Automotive resources

Auto tip

  1. For no charge, Carfax.com will show you how many records are available for a specific VIN, but if you want to view the records, there is a charge.
  2. VIN  stands for vehicle identification number. It provides information, right down to the location of the factory where the vehicle was assembled. Visible through the windshield, the VIN is on a metal plate at the base of the driver’s side dashboard.
  3. There are three places to find used cars: a car dealership, a used car lot or a private seller. Dealerships and car lots will always be more expensive because they have overhead, and (hopefully) have done safety inspections and minor maintenance on the used cars they’ve brought in before they sell them.

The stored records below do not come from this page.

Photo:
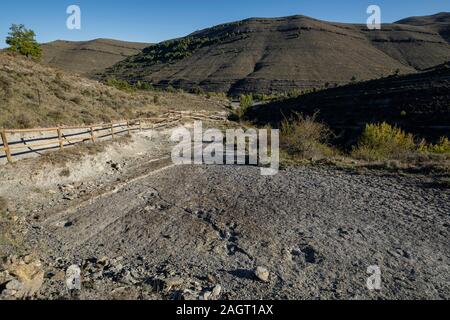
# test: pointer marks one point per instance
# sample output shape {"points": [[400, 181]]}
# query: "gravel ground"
{"points": [[199, 232]]}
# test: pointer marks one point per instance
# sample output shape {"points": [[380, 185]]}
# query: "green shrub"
{"points": [[121, 85], [245, 104], [383, 141], [305, 138], [442, 147], [197, 90], [22, 40]]}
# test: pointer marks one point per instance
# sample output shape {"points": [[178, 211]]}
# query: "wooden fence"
{"points": [[60, 137]]}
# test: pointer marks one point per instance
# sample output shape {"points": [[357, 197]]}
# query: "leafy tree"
{"points": [[22, 40]]}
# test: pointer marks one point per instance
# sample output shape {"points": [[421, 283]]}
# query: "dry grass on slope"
{"points": [[34, 95]]}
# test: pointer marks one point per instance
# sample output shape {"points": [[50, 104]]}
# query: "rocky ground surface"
{"points": [[158, 231]]}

Private sellers usually have better prices, but you need to do more legwork to make sure the vehicle is legal, safe and in good running condition.

Home loans 

So you’re ready to quit renting and start owning. Good for you! Home loans are commonly known as mortgages. A mortgage is the largest loan you are likely to have in your life, as well as the one that could last your entire life! Mortgages can be complicated, because they involve the legal transfer of property.

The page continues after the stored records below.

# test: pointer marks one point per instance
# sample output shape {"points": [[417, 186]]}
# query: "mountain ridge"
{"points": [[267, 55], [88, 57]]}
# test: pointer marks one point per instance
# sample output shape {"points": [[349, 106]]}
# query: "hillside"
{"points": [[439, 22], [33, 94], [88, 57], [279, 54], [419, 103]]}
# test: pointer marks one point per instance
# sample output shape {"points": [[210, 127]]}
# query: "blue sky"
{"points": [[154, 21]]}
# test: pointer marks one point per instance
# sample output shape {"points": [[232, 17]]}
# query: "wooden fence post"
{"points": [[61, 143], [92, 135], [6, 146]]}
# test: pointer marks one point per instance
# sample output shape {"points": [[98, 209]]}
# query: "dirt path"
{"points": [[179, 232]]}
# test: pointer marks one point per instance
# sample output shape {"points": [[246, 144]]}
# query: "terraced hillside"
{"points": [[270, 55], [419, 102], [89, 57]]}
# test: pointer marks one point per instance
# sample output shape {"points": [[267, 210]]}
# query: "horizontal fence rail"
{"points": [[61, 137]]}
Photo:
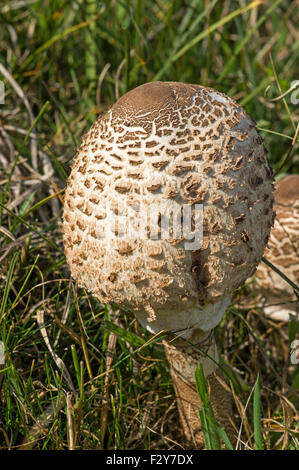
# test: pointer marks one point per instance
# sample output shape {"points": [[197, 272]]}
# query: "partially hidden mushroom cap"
{"points": [[168, 148], [283, 252]]}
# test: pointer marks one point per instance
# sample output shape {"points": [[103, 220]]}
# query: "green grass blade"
{"points": [[201, 36], [257, 424]]}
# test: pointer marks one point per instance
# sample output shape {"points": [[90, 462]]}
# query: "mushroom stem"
{"points": [[183, 358]]}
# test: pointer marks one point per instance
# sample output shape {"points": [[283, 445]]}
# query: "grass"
{"points": [[78, 374]]}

The first step you should take is to examine whether the benefits of home ownership outweigh the advantages of renting, as renting is likely what you’re doing now. Read through the following chart and select the statements that best match your situation. The side with the most checks wins!

What kind of home can you afford?

It’s best to make an appointment with your credit union to discuss this thoroughly. They have lots of resources to help you determine what your needs are and the type of mortgage that will best suit your situation. However, it’s helpful to prepare as much as possible for that meeting.

This chart can help you determine what income you need for a specific mortgage payment and rate. The calculations are based on a $95,000 mortgage, on a 30-year payment schedule, assuming a payment ratio of 25%.

Income to payment ratios 

Interest Rate / Monthly Mortgage Payment / Minimum Annual Income

  • 4%  /  $454  /  $21,770
  • 5%  /  $510  /  $24,476
  • 6%  /  $570  /  $27,370
  • 7%  /  $632  /  $30,338
  • 8%  /  $697  /  $33,460
  • 9%  /  $764  /  $36,691
  • 10%  /  $834  /  $40,017
  • 11%  /  $905  /  $43,426
  • 12%  /  $977  /  $46,905

Source: National Association of Home Builders, Economics Division.

Quick terms

  • Adjustable rate  An interest rate that rises and falls due to financial market conditions.
  • Amortization  The amount of time over which a debt is repaid in full by regular payments.
  • Equity  The value of a thing you own, after you subtract the money still owing on it. For example, it’s the value of your car after you subtract your loan, or the difference between the market value of your home and the amount of your mortgage (money you owe to your lender).
  • Escrow  Money, property or a legal document held in the possession of a third party until a specific condition has been fulfilled.
  • Fixed rate  An interest rate that doesn’t change, usually for a specific term.
  • Insurance (homeowners)  An amount you pay (usually monthly) to protect your home, property and belongings against fire, theft and other damage.
  • Insurance (mortgage)  A safeguard against you defaulting on your mortgage payments. Paid monthly. Usually assessed if you are unable to put 20% or more as a down payment on the cost of your home. 
  • Interest  Amount paid to your credit union for the use of the money loaned to you by your credit union.
  • Mortgage  An agreement by which money is lent for buying property.
  • Prime rate  The best rate a financial institution will offer its best members. The prime rate is indexed 300 basis points above the federal funds rate, which is the rate that banks charge each other for overnight loans.
  • Principal  An amount invested or lent, excluding interest, taxes or other fees. 
  • Term  A set amount of time for which an interest rate and payments are assessed (a smaller amount of time within the overall amortization of a mortgage).
  • Title  Right to ownership of a property, whether in your possession or not.